In summary, evidence-based recommendations are lacking for the treatment of anxiety in the presence of a co-occurring substance abuse disorder, in general, and for social anxiety disorder and alcoholism in particular. The results of this clinical trial in socially anxious alcoholics demonstrated that paroxetine is a safe and effective treatment for social anxiety. As such, this study provides the first evidence-based recommendation for the use of an SSRI in this patient population. More research is needed to determine if these results and recommendations related to individuals seeking treatment for social anxiety who present with co-occurring alcohol problems can be generalized to persons presenting for social anxiety treatment with co-occurring drug abuse or dependence, to other FDA-approved medications for the treatment of social anxiety, and to other treatment modalities for social anxiety (e.g. behavioral therapies).

Acknowledgements

This work was supported by grants R01 AA013379 (CLR), K24 AA013314 (CLR), P50 AA010761, and K23 AA014430 (SWB) from the National Institute on Alcohol Abuse and Alcoholism. The authors thank GlaxoSmithKline for providing medication. The authors would also like to thank the following individuals for their contribution to various aspects of the trial: Dr. Maureen Carrigan, Dr.
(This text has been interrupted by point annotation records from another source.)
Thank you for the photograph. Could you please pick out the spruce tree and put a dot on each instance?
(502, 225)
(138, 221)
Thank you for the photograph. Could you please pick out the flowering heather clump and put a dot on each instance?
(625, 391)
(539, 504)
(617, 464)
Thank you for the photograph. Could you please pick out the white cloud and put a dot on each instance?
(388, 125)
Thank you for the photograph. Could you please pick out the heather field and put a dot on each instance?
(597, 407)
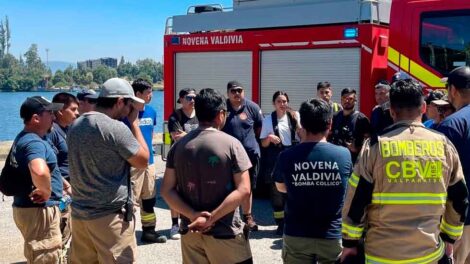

Angelica Thevos, Dr. Hugh Myrick, Dr. Robert Malcolm, Dr. Darlene Moak, Ms. Jennifer Nemcic, and Ms. Glenna Worsham for clinical services, Ms. Shannon Byrdic Anderson for outstanding project coordination, and Ms. Shannon de Viviés, and Mr. Steven Guterman for their valuable technical assistance.

Footnotes

1

A standard drink contains 1 oz. of absolute alcohol and is the equivalent of 12 oz. beer, 5 oz. wine or 1.5 oz. hard liquor.